I laugh and lift my head to meet his gaze.
“Amazing.”
He cups my cheek with his hand and captures my mouth with his.
Our kiss feels poignant for some reason. Almost like we both feel the expiration date that we’ve set on our relationship.
He kisses me for a long time, gentle and unhurried.
And I feel every bit of his passion. For me, for life, for whatever this is that we’re in the middle of.
His lips are like a drug. I can’t ever get enough.
“Me neither.”
Did I say that out loud?
I smile against his lips. “I didn’t mean to tell you what was in my brain just now. But I tend to do that sometimes. Mostly when I drink. Apparently, post-orgasm is another type of high where I am too uninhibited.”
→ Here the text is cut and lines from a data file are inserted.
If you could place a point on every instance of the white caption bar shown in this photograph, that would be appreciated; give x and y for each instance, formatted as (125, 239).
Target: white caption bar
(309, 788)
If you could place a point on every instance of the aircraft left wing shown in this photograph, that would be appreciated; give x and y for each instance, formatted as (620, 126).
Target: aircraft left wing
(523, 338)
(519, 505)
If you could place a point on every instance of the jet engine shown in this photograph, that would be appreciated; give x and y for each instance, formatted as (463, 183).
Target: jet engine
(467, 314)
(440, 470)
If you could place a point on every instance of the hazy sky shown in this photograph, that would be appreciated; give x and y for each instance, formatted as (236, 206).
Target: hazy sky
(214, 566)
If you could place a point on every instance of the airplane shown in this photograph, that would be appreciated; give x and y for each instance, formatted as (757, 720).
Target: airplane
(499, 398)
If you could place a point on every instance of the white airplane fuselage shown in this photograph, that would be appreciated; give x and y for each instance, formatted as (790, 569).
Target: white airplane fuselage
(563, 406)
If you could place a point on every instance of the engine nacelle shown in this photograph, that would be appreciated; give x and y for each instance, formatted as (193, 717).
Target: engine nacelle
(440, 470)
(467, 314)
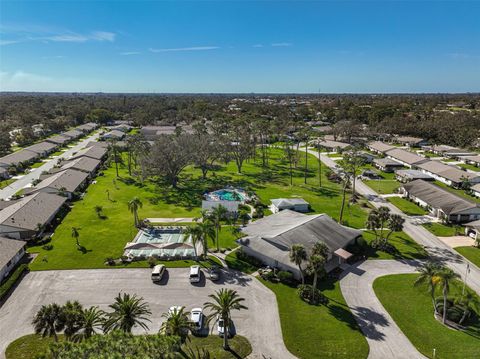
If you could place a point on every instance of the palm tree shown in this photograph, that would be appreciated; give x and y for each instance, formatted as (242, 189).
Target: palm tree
(176, 323)
(207, 230)
(223, 302)
(193, 232)
(92, 319)
(128, 312)
(98, 211)
(428, 275)
(316, 266)
(133, 206)
(217, 214)
(48, 321)
(446, 276)
(72, 318)
(470, 302)
(298, 254)
(76, 235)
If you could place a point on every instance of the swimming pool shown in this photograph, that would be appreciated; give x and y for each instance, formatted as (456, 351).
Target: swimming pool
(161, 242)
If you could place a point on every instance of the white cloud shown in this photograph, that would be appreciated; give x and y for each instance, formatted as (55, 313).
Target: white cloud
(128, 53)
(194, 48)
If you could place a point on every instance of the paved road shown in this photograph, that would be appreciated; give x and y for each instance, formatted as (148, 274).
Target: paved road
(36, 172)
(260, 323)
(384, 337)
(434, 246)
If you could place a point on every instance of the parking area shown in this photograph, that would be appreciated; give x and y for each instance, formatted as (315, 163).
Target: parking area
(260, 323)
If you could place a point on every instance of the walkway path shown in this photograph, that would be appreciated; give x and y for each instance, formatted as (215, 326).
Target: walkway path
(384, 337)
(35, 173)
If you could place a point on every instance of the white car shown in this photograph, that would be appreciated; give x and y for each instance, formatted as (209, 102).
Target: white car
(197, 318)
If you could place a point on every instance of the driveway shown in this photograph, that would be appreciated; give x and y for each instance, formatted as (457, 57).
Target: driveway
(35, 173)
(260, 323)
(384, 337)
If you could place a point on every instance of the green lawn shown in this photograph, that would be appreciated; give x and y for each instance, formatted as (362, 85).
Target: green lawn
(312, 332)
(29, 346)
(443, 230)
(105, 238)
(471, 253)
(406, 247)
(415, 318)
(407, 207)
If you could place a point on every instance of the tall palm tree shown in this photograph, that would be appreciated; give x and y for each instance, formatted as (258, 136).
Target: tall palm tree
(428, 275)
(128, 312)
(298, 254)
(133, 205)
(176, 323)
(207, 230)
(446, 276)
(72, 318)
(193, 232)
(48, 321)
(218, 214)
(223, 302)
(76, 235)
(316, 266)
(92, 320)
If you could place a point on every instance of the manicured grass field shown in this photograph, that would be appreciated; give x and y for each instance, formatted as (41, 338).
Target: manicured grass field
(415, 318)
(406, 247)
(107, 237)
(443, 230)
(29, 346)
(471, 253)
(407, 207)
(312, 332)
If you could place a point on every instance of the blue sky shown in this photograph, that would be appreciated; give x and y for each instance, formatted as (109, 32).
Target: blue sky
(247, 46)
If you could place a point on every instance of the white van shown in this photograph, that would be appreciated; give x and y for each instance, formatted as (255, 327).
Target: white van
(195, 274)
(157, 272)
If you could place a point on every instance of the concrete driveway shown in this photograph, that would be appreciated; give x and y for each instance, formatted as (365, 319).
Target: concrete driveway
(384, 337)
(260, 323)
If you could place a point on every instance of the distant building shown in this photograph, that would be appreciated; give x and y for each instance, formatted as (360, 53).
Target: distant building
(294, 204)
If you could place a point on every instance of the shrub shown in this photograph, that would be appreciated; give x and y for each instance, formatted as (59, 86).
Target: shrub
(152, 261)
(12, 279)
(285, 277)
(314, 297)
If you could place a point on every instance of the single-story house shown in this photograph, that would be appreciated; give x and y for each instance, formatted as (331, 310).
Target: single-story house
(21, 220)
(473, 160)
(11, 251)
(231, 206)
(42, 149)
(114, 134)
(73, 134)
(332, 146)
(405, 176)
(409, 141)
(58, 140)
(19, 158)
(294, 204)
(441, 203)
(379, 147)
(387, 164)
(270, 239)
(409, 159)
(83, 164)
(66, 182)
(94, 151)
(447, 174)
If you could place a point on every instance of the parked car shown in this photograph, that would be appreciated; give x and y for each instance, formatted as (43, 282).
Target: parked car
(221, 328)
(157, 272)
(197, 318)
(214, 273)
(195, 274)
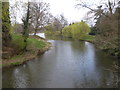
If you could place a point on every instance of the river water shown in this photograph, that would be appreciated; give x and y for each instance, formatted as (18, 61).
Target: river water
(68, 64)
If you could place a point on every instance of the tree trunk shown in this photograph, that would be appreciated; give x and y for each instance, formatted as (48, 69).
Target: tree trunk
(6, 37)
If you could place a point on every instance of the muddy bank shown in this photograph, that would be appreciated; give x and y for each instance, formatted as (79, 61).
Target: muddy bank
(26, 56)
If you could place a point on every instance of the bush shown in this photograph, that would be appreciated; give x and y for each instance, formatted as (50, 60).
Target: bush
(77, 30)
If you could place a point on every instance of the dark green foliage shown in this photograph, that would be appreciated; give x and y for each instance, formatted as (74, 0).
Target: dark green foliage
(107, 33)
(76, 30)
(6, 38)
(25, 27)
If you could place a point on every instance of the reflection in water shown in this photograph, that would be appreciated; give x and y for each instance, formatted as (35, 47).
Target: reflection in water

His hand roams over my bare back. “I like it. But why didn’t you want to tell me?”
“Because…” I suck in a breath. “It’s a lot to process.”
“What is?”
“This…” I roll off him and onto my side and gesture between us. “This nuclear chemistry we have. I’m not used to feeling so out of control. And wanting to feel that way because it feels too damn good to stop.”
He takes my hand. “Let’s get dressed and go back to the cabin. I’ll make us dinner, and we can talk.”